Stay organized with collections
Save and categorize content based on your preferences.
You can use a single request from the Google Cloud CLI or
the Compute Engine API
to batch update all the firewall policy rules for hierarchical and
network firewall policies. This ensures the integrity of the firewall
policy's rule set. Using the batch updates, Cloud Next Generation Firewall
provides an efficient and manageable way for you to handle firewall policy
rule updates in your cloud environments.
Batch update of firewall policy rules has the following specifications:
The update process is atomic. This means that if an error occurs
while the rules are being imported, all changes are rolled back, and
your firewall policy rule remains in its previous state.
When you use the REST APIs to update firewall policy rules, the REST APIs
require a fingerprint for optimistic locking. For more information, see
Optimistic concurrency control.
To get the latest fingerprint, we recommend that you first make a get
request to the firewall policy. A get request to the firewall policy gets
the most recent version of the policy, which helps ensure that updates are
based on the most recent version of the policy.
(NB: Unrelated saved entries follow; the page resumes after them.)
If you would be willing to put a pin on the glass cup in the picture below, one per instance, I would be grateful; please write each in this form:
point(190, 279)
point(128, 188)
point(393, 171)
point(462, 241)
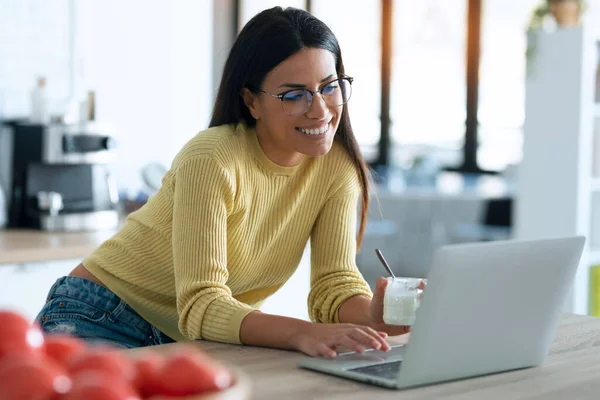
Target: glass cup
point(401, 301)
This helps prevent conflicts
if concurrent modifications are made to the policy.
When you use the REST API patch method, you can replace all existing
rules by providing a completely new list in your request.
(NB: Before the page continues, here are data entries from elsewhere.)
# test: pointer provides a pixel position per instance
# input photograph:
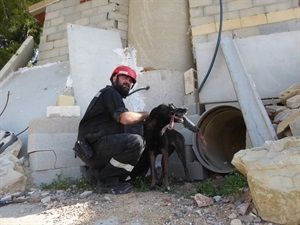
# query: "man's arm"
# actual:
(131, 118)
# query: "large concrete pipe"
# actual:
(224, 133)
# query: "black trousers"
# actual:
(116, 155)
If a firewall policy patch operation is in progress, you can't
modify rules using methods such as
addRule,
patchRule,
removeRule, or
cloneRules.
This helps ensure that there are no conflicting modifications during
the patch operation.
Configure batch update
The batch update process involves three key steps:
Export: export your current firewall policy rules.
Modify: make the required batch updates to the exported firewall policy
rules.
Import: import the modified file back into the firewall policy rules.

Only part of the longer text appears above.